Hearing people read their sections aloud, I noticed all kinds of nuances and gestures in the language that I had missed when reading the poem parts as they were written (in our google doc), on the website when I posted them (on our website), and later in the book when I edited it. For example, I somehow how missed the beauty and double-meanings of “my mother’s delicate bones” in Susan Kraus’s part, and the loveliness of Megan Kaminski’s lines, “Each day begins deep in sod/streaming over flint, limestone” when I was so busy laying piece by piece of the poem into its whole.
A renga is both linear and like a mosaic, each section illuminating what’s around it but also adding something to the whole landscape of the poem. Now, however, I see what a mosaic in motion looks and sounds like when, at each reading, a different combination of 8 or 28 or however many poets reads, and one poet’s words now resonate with a poet perhaps 6 pages earlier or 22 pages later in the book (as well as a month earlier or 6 weeks later on the website). Time and space rearrange themselves each evening we gather.
Over a year after this project began, the arts are still in question (a new 9-month-old new agency is to distribute grants and create greater opportunities for the arts and artists, not much has happened yet). Yet the poet laureate program, which I carried in my pocket for so long, hoping to guide it to a new harbor, is now at home with the Kansas Humanities Council, and the call for a new poet laureate just went out.
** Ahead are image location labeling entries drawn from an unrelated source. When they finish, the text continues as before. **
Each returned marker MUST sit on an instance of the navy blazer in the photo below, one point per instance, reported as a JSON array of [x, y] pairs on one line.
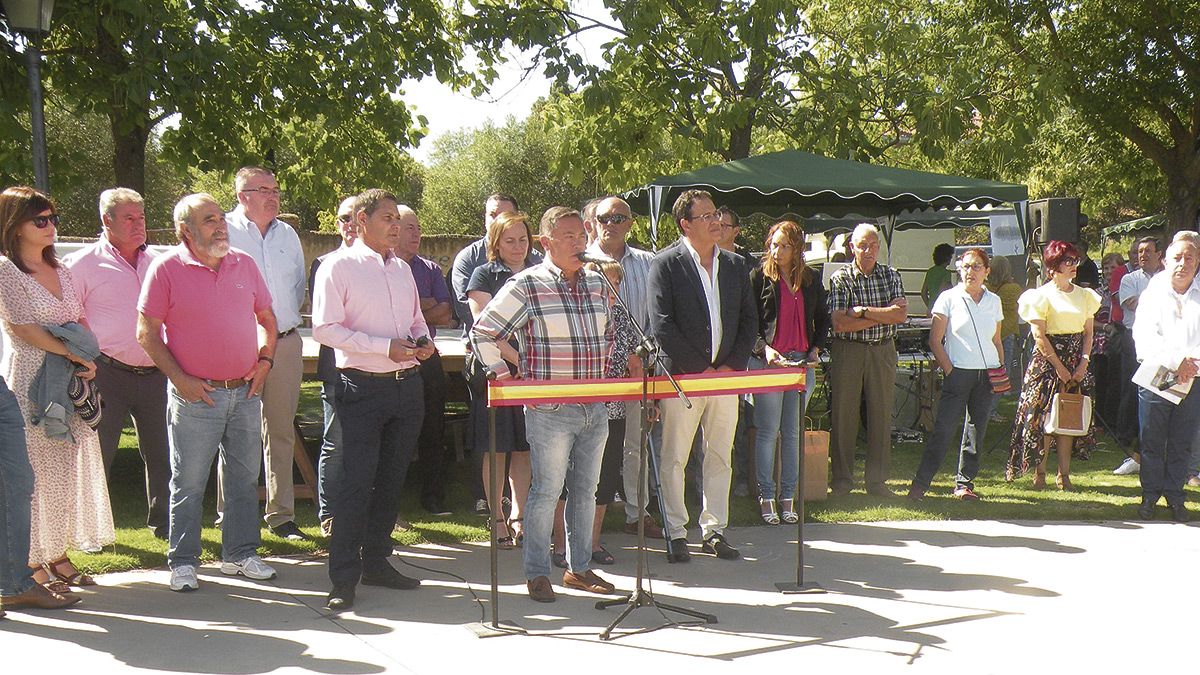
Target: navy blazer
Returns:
[[679, 312]]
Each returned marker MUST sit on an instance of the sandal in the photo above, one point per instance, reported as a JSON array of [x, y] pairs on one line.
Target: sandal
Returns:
[[54, 569], [601, 556], [787, 512], [767, 511]]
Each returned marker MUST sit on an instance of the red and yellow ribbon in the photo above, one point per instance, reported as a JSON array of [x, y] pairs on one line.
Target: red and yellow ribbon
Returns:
[[533, 392]]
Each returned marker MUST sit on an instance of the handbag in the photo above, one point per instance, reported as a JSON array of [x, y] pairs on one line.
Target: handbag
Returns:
[[996, 376], [1071, 411]]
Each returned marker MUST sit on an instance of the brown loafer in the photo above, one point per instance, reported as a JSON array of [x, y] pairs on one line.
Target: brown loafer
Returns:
[[588, 581], [652, 529], [540, 590], [39, 597]]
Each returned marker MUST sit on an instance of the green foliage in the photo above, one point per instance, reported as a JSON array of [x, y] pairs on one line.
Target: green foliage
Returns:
[[516, 159]]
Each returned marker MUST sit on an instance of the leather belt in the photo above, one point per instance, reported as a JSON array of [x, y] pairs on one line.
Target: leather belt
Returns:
[[120, 365], [226, 383], [402, 374]]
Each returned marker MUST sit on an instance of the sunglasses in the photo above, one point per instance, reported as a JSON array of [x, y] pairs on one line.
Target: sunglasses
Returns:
[[612, 219], [42, 222]]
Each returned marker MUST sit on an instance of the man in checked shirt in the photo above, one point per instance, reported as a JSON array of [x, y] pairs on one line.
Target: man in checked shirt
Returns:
[[867, 302], [559, 314]]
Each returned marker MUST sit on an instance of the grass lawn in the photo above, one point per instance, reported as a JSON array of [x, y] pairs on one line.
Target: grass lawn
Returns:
[[1098, 495]]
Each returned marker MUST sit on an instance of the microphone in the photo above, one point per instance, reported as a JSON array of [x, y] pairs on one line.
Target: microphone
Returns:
[[600, 258]]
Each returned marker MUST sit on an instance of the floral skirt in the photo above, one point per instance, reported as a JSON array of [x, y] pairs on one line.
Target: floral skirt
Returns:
[[1039, 387]]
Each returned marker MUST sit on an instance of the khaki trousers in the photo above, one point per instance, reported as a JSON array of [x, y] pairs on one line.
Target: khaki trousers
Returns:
[[718, 416], [855, 369]]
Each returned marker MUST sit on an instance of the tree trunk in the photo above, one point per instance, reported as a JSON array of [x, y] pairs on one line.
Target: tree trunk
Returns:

The renga, to my surprise, turned out not just to bring poets together — on the web, the page and in an assortment of rooms where we’ll be reading — but to sustain me in a time of confusion, doubt, fear and simply dwelling in not-knowing.
Throughout the last year to now has created a poetic mosaic that tells of this land and sky, and a conversation among poets that helped us hear one another despite how forces may have silenced or separated us. Long may the renga shine, and thanks to the renga for showing me a path.